5:15 PM - 6:30 PM
[HRE20-P04] Application of Sequentially Discounting AR Learning (SDAR) Algorithm to Real-time Event Detection
Keywords:CO2 Geological Storage, Sequentially Discounting AR Learning (SDAR), Real-time Event Detection, Microseismic Monitoring
Real-time signal detection methods have been studied with the development of the seismic monitoring. For example, the detection method using thresholds of amplitudes, STA/LTA method (Coppens, 1985), the detection method by combination use of AR model and Akaike Information Criterion (Yokota et al., 1981) have commonly used to detect seismic events. These methods are very effective for seismic events with good S/N ratios and are used to detect natural earthquakes. On the other hand, microseismic events induced by CO2 injection usually have small magnitudes around M0 or less than M0. At offshore CO2 injection sites, the data recorded by the seismometers deployed on the seabed usually have high noise levels, therefore the event detection method which are robust to noise are highly required.

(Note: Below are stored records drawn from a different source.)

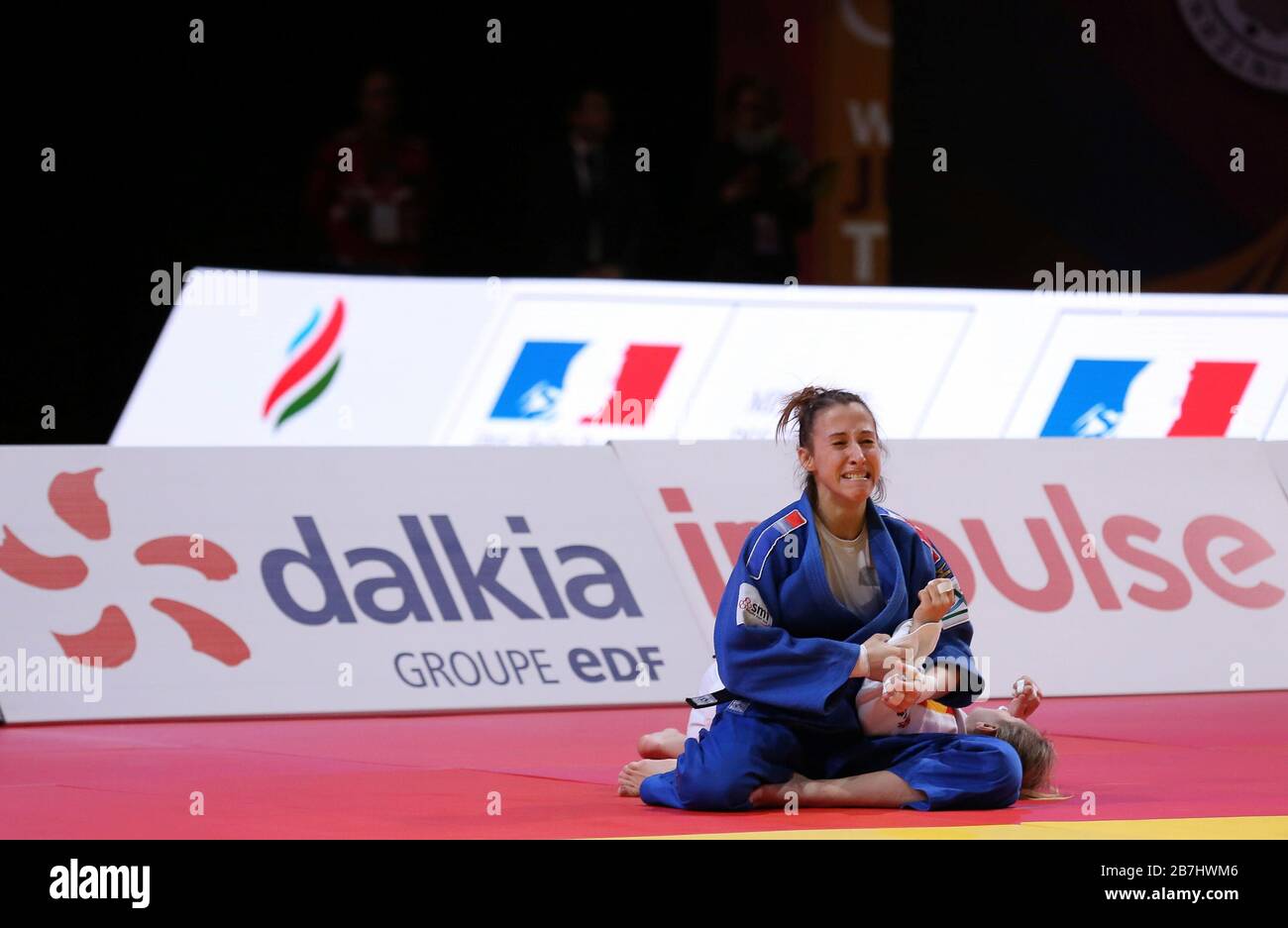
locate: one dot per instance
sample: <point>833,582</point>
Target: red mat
<point>554,773</point>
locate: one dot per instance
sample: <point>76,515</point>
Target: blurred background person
<point>585,214</point>
<point>756,196</point>
<point>374,216</point>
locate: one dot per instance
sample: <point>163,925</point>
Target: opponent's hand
<point>883,657</point>
<point>902,687</point>
<point>1026,700</point>
<point>936,598</point>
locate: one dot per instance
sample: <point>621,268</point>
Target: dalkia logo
<point>535,387</point>
<point>305,367</point>
<point>316,559</point>
<point>1121,534</point>
<point>76,502</point>
<point>1095,396</point>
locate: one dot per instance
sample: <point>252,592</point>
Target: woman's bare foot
<point>636,772</point>
<point>774,794</point>
<point>658,746</point>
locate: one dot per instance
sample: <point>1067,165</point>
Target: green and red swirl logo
<point>305,367</point>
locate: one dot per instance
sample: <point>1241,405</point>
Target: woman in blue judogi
<point>805,618</point>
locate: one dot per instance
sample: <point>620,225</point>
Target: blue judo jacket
<point>786,647</point>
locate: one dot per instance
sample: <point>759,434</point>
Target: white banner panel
<point>890,353</point>
<point>583,364</point>
<point>1155,370</point>
<point>307,360</point>
<point>224,582</point>
<point>303,360</point>
<point>1096,567</point>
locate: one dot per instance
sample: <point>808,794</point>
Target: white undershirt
<point>850,574</point>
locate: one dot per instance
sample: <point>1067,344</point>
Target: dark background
<point>1111,157</point>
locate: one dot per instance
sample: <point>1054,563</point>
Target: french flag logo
<point>1103,396</point>
<point>539,383</point>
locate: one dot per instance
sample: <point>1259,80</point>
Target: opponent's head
<point>1037,753</point>
<point>837,445</point>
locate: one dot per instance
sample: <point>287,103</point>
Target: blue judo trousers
<point>786,649</point>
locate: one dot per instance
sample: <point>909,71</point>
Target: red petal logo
<point>76,502</point>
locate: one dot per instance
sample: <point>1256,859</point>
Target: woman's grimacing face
<point>844,455</point>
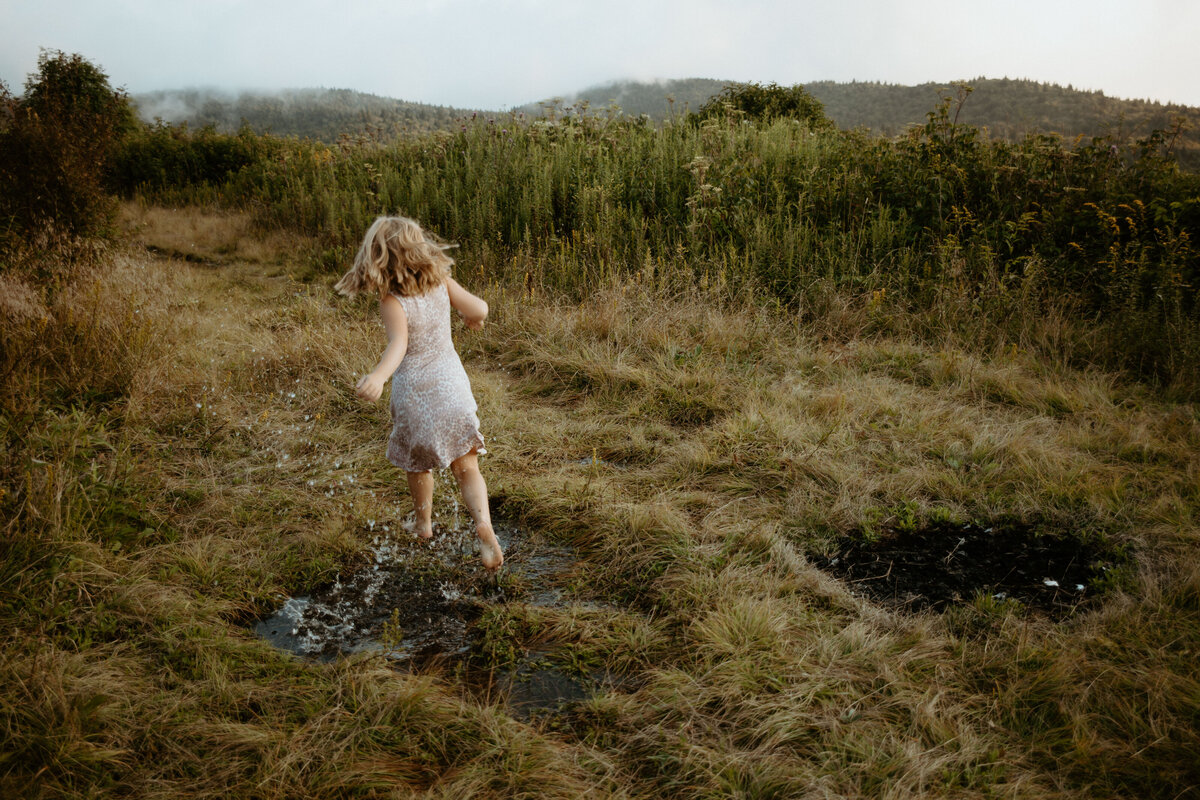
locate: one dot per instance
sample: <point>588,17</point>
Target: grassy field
<point>180,438</point>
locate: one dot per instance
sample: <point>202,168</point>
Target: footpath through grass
<point>183,447</point>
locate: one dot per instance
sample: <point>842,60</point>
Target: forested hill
<point>1008,108</point>
<point>1005,107</point>
<point>322,114</point>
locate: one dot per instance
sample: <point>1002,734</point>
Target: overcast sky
<point>496,54</point>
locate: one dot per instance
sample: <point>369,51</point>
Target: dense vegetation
<point>1006,108</point>
<point>714,349</point>
<point>941,221</point>
<point>54,144</point>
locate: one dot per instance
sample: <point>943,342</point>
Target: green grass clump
<point>693,445</point>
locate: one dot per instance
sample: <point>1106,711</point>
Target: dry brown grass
<point>694,451</point>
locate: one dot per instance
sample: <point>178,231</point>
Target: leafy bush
<point>1101,232</point>
<point>54,145</point>
<point>766,103</point>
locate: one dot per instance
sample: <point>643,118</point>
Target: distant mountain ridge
<point>323,114</point>
<point>1007,108</point>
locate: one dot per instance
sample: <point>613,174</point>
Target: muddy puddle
<point>417,603</point>
<point>947,564</point>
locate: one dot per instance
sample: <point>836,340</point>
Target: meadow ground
<point>183,449</point>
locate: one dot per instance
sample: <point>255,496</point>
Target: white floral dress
<point>432,408</point>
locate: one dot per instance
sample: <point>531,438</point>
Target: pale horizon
<point>504,54</point>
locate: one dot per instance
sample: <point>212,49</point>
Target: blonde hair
<point>397,257</point>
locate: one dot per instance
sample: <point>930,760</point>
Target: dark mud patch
<point>418,603</point>
<point>534,686</point>
<point>946,564</point>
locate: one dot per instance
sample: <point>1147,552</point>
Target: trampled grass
<point>183,449</point>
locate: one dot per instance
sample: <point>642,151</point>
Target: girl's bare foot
<point>490,548</point>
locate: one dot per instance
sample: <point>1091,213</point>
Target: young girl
<point>432,409</point>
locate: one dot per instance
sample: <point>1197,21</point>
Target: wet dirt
<point>417,603</point>
<point>946,564</point>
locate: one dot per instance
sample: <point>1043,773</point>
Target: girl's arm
<point>394,319</point>
<point>473,310</point>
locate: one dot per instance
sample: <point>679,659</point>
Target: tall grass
<point>570,204</point>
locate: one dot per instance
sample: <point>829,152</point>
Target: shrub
<point>54,144</point>
<point>766,103</point>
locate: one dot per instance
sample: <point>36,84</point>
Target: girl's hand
<point>370,388</point>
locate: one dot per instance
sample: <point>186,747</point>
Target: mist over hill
<point>323,114</point>
<point>1006,108</point>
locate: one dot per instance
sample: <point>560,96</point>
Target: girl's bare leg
<point>420,486</point>
<point>474,493</point>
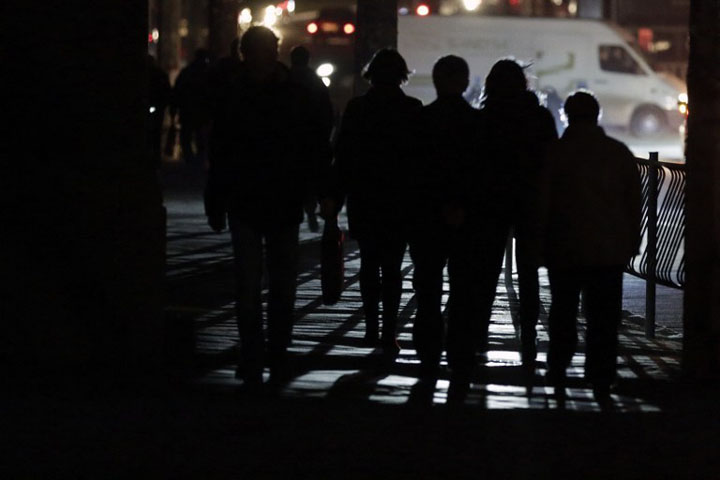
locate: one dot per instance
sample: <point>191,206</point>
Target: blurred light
<point>270,16</point>
<point>245,16</point>
<point>325,70</point>
<point>471,5</point>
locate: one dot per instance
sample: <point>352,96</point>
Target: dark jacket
<point>260,169</point>
<point>591,201</point>
<point>514,135</point>
<point>374,146</point>
<point>445,144</point>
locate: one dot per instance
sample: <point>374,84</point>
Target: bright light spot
<point>245,16</point>
<point>471,5</point>
<point>270,16</point>
<point>572,8</point>
<point>325,70</point>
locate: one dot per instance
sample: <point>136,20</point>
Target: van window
<point>615,58</point>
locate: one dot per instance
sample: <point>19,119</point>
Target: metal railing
<point>662,252</point>
<point>661,260</point>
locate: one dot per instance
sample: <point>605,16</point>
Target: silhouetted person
<point>445,139</point>
<point>373,146</point>
<point>192,101</point>
<point>302,74</point>
<point>514,132</point>
<point>591,211</point>
<point>260,177</point>
<point>159,92</point>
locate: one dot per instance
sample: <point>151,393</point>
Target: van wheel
<point>648,121</point>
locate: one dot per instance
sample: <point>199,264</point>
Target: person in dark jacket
<point>159,97</point>
<point>373,147</point>
<point>445,141</point>
<point>514,132</point>
<point>302,74</point>
<point>259,176</point>
<point>591,213</point>
<point>192,102</point>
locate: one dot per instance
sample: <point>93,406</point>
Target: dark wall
<point>82,254</point>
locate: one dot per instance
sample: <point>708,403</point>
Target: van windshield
<point>616,59</point>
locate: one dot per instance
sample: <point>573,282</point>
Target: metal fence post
<point>650,284</point>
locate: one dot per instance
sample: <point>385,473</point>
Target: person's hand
<point>328,208</point>
<point>217,222</point>
<point>454,216</point>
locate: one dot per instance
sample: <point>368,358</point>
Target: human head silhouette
<point>451,75</point>
<point>582,108</point>
<point>259,48</point>
<point>386,68</point>
<point>299,56</point>
<point>505,80</point>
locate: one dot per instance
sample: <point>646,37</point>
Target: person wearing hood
<point>591,204</point>
<point>257,181</point>
<point>374,145</point>
<point>514,132</point>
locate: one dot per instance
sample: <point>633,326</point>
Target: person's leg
<point>392,252</point>
<point>248,253</point>
<point>370,285</point>
<point>603,308</point>
<point>429,258</point>
<point>282,257</point>
<point>565,286</point>
<point>529,293</point>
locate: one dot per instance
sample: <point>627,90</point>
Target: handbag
<point>332,268</point>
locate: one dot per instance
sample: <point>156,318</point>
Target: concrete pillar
<point>82,254</point>
<point>701,350</point>
<point>376,29</point>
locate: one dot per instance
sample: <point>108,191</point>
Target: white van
<point>564,54</point>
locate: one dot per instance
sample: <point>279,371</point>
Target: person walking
<point>259,176</point>
<point>193,104</point>
<point>302,74</point>
<point>591,214</point>
<point>373,147</point>
<point>445,150</point>
<point>514,132</point>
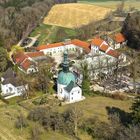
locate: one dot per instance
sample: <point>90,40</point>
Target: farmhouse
<point>11,85</point>
<point>117,41</point>
<point>27,62</point>
<point>70,45</point>
<point>67,87</point>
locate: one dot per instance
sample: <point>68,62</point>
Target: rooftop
<point>113,53</point>
<point>119,38</point>
<point>97,42</point>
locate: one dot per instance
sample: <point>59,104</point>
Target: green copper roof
<point>65,78</point>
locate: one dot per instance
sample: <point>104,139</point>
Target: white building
<point>27,62</point>
<point>11,86</point>
<point>67,87</point>
<point>117,41</point>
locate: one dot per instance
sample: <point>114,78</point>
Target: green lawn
<point>51,34</point>
<point>91,107</point>
<point>96,106</point>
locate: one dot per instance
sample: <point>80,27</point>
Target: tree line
<point>19,17</point>
<point>121,125</point>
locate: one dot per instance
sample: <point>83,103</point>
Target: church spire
<point>65,63</point>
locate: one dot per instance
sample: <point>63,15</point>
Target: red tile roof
<point>42,47</point>
<point>113,53</point>
<point>119,38</point>
<point>19,58</point>
<point>35,54</point>
<point>26,64</point>
<point>97,41</point>
<point>82,44</point>
<point>104,47</point>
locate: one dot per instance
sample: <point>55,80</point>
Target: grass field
<point>113,3</point>
<point>51,34</point>
<point>91,107</point>
<point>96,106</point>
<point>75,15</point>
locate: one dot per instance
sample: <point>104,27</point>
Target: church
<point>67,88</point>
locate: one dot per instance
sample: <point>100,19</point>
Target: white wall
<point>10,89</point>
<point>75,94</point>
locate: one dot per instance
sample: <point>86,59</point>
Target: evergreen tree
<point>3,59</point>
<point>86,81</point>
<point>136,110</point>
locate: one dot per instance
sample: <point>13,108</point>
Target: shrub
<point>21,122</point>
<point>119,96</point>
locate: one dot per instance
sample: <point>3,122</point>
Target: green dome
<point>65,78</point>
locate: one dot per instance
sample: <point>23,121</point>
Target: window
<point>61,90</point>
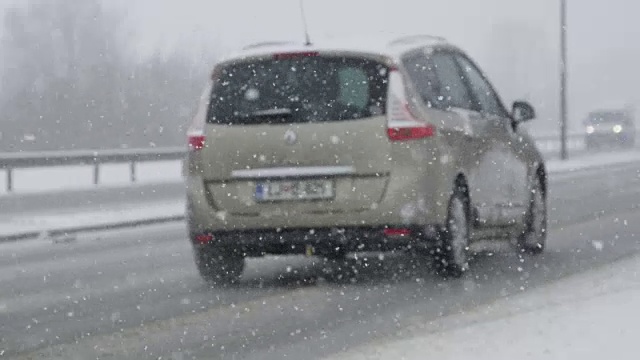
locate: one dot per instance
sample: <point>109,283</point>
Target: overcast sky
<point>602,35</point>
<point>602,38</point>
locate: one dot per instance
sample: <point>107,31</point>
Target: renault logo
<point>290,137</point>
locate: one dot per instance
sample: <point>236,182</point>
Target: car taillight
<point>196,142</point>
<point>402,125</point>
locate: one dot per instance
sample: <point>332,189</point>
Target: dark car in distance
<point>609,129</point>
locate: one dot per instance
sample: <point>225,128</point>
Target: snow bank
<point>80,218</point>
<point>81,177</point>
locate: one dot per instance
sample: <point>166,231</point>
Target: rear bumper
<point>315,241</point>
<point>405,203</point>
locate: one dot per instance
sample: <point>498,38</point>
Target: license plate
<point>295,190</point>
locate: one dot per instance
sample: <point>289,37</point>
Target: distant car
<point>346,147</point>
<point>607,129</point>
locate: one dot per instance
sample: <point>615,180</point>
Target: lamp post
<point>563,80</point>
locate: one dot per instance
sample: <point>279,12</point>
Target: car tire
<point>338,268</point>
<point>219,267</point>
<point>533,239</point>
<point>451,256</point>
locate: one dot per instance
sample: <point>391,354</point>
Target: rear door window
<point>452,90</point>
<point>299,90</point>
<point>421,73</point>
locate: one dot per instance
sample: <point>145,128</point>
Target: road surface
<point>136,293</point>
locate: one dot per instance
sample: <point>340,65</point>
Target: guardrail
<point>12,161</point>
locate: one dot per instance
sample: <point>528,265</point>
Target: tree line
<point>69,81</point>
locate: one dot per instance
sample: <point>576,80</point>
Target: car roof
<point>386,46</point>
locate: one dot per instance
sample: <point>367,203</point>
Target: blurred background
<point>101,74</point>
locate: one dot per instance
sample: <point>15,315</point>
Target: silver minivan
<point>357,146</point>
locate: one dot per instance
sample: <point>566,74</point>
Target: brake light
<point>411,133</point>
<point>402,124</point>
<point>203,239</point>
<point>197,142</point>
<point>295,55</point>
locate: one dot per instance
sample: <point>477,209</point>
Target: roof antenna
<point>307,38</point>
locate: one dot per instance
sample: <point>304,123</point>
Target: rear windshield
<point>299,90</point>
<point>608,117</point>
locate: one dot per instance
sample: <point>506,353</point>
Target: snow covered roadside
<point>592,315</point>
<point>31,225</point>
<point>593,161</point>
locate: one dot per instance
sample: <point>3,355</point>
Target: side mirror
<point>522,111</point>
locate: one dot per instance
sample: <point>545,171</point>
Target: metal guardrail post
<point>96,173</point>
<point>132,171</point>
<point>9,179</point>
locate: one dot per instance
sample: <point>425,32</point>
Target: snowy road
<point>94,293</point>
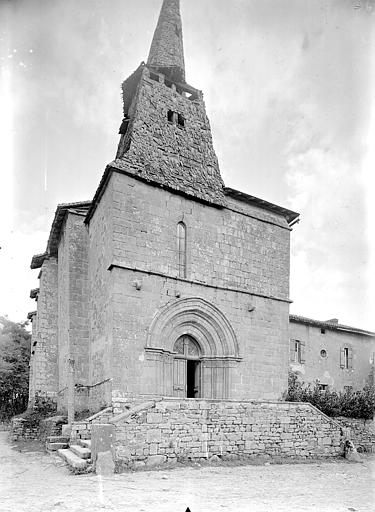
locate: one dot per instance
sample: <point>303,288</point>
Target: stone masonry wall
<point>327,369</point>
<point>236,261</point>
<point>361,432</point>
<point>224,248</point>
<point>73,309</point>
<point>44,369</point>
<point>100,290</point>
<point>174,430</point>
<point>262,337</point>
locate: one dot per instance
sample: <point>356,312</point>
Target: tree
<point>15,343</point>
<point>350,404</point>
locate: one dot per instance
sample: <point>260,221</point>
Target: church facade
<point>167,283</point>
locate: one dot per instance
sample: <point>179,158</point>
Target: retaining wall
<point>82,429</point>
<point>172,430</point>
<point>361,432</point>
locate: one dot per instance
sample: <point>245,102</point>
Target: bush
<point>14,367</point>
<point>350,404</point>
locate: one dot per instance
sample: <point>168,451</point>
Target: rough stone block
<point>155,460</point>
<point>104,464</point>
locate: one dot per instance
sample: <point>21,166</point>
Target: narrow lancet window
<point>181,248</point>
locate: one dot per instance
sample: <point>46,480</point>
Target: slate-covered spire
<point>167,50</point>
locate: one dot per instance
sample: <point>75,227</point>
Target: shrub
<point>350,404</point>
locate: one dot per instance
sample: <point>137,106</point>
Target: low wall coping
<point>127,414</point>
<point>96,415</point>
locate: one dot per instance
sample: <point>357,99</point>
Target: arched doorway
<point>187,368</point>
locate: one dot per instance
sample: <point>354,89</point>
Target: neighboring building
<point>335,355</point>
<point>168,282</point>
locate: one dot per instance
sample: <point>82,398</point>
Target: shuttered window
<point>346,358</point>
<point>297,351</point>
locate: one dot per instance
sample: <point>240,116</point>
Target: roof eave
<point>289,215</point>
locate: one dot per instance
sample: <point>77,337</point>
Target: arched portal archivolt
<point>198,318</point>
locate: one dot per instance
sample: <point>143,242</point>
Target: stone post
<point>70,391</point>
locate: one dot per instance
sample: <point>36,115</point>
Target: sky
<point>289,88</point>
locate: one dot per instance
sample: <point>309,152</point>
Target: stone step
<point>57,439</point>
<point>72,459</point>
<point>80,451</point>
<point>53,447</point>
<point>86,443</point>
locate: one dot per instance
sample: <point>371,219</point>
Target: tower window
<point>170,116</point>
<point>180,120</point>
<point>175,118</point>
<point>346,358</point>
<point>181,249</point>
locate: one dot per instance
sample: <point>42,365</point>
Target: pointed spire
<point>167,51</point>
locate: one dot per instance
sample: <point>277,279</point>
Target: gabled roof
<point>332,325</point>
<point>79,208</point>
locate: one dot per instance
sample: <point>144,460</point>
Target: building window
<point>171,116</point>
<point>175,118</point>
<point>181,249</point>
<point>181,120</point>
<point>346,358</point>
<point>297,351</point>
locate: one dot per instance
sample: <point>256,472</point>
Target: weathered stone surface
<point>102,439</point>
<point>155,460</point>
<point>185,433</point>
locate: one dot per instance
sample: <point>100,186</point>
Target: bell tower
<point>165,134</point>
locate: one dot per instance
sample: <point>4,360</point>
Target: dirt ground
<point>33,481</point>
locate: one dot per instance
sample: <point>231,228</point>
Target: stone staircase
<point>77,455</point>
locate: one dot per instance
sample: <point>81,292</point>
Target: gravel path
<point>36,482</point>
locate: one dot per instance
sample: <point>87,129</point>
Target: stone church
<point>167,283</point>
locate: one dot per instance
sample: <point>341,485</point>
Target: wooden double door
<point>187,368</point>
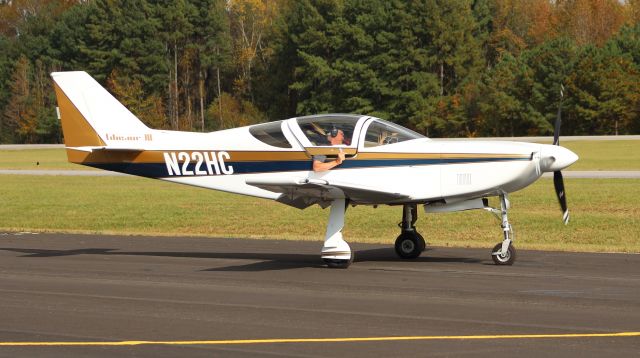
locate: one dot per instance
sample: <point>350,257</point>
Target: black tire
<point>504,260</point>
<point>335,263</point>
<point>408,245</point>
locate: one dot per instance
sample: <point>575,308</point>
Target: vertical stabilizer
<point>91,116</point>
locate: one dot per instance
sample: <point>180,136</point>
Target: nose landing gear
<point>410,244</point>
<point>504,253</point>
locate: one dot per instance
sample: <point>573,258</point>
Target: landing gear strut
<point>504,253</point>
<point>410,243</point>
<point>336,253</point>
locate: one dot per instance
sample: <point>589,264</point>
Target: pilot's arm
<point>319,164</point>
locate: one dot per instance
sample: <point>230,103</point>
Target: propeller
<point>558,181</point>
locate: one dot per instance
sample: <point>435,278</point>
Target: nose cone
<point>558,157</point>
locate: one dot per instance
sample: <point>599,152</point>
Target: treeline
<point>441,67</point>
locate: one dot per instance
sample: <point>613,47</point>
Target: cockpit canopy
<point>317,130</point>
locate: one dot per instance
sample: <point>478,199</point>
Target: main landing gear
<point>410,244</point>
<point>504,253</point>
<point>336,253</point>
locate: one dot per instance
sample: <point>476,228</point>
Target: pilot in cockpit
<point>335,137</point>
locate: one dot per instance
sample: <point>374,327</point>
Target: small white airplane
<point>384,163</point>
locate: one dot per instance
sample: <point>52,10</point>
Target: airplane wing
<point>304,192</point>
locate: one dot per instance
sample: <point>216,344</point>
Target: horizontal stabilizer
<point>91,149</point>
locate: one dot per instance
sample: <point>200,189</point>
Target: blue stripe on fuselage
<point>159,170</point>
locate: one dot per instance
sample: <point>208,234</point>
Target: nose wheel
<point>410,243</point>
<point>503,258</point>
<point>504,253</point>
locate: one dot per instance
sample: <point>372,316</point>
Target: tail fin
<point>92,118</point>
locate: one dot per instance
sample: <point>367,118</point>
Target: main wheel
<point>409,245</point>
<point>423,244</point>
<point>507,258</point>
<point>335,263</point>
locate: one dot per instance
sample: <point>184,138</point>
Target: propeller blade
<point>558,183</point>
<point>556,130</point>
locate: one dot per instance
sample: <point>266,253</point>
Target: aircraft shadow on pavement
<point>267,261</point>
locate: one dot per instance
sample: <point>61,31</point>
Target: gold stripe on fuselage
<point>156,156</point>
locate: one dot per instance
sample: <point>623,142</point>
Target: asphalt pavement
<point>87,295</point>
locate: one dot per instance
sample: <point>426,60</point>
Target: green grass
<point>605,214</point>
<point>605,155</point>
<point>37,159</point>
<point>594,155</point>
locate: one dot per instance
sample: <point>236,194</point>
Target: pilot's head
<point>335,136</point>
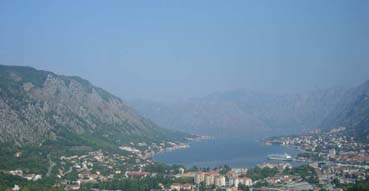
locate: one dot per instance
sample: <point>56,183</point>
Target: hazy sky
<point>173,49</point>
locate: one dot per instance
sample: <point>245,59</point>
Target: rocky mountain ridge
<point>39,106</point>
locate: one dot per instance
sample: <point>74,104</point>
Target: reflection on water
<point>218,152</point>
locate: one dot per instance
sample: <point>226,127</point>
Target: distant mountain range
<point>244,113</point>
<point>352,112</point>
<point>38,107</point>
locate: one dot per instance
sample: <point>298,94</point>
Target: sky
<point>178,49</point>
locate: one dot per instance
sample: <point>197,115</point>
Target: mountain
<point>352,112</point>
<point>243,113</point>
<point>39,107</point>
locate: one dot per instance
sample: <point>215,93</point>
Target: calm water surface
<point>218,152</point>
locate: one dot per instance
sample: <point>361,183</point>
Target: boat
<point>281,157</point>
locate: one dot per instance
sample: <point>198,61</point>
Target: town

Recently, we have been developing a new event detection method using Sequentially Discounting AR Learning (SDAR) algorithm, which can eliminate unwanted noise properly and can detect seismic events with small magnitudes in a real-time basis. The SDAR algorithm expresses non-stationary time-series data with AR model in a short period of time. The algorithm renews the short-term AR model corresponding to the new data over discounting the old data. Therefore, this method can detect rapid changes of time-series data in a real-time basis without giving information in advance. The algorithm was originally developed in information and communication fields and have been used to detect unauthorized or break-in access (Takeuchi and Yamagishi, 2006).
At the meeting, we will introduce our real-time seismic event detection method using SDAR algorithm.
Coppens, F., (1985) : First arrival picking on common-offset trace collections for automatic estimation of static correction: Geophysical Prospecting 33, 1212-1231.
Takeuchi, J., and Yamanishi, K.(2006) : A Unifying Framework for Detecting Outliers and Change Points from Non-Stationary Time Series Data, IEEE Trans. on Knowledge and Data Engineering, 18(4), 482-492.
Yokota, T., Zhou S., Mizoue, M., Nakamura, I. (1981): An Automatic Measurement of Arrival Time of Seismic Eaves and Its Application to an On-line Processing System, Bulletin of Earthquake Research Institute, 55, 449-484. (In Japanese with English abstract)
This work was funded by the Ministry of Economy, Trade and Industry (METI), Japan under the contract research of ‘’Development of Safety Assessment Technology for Carbon Dioxide Capture and Storage’’.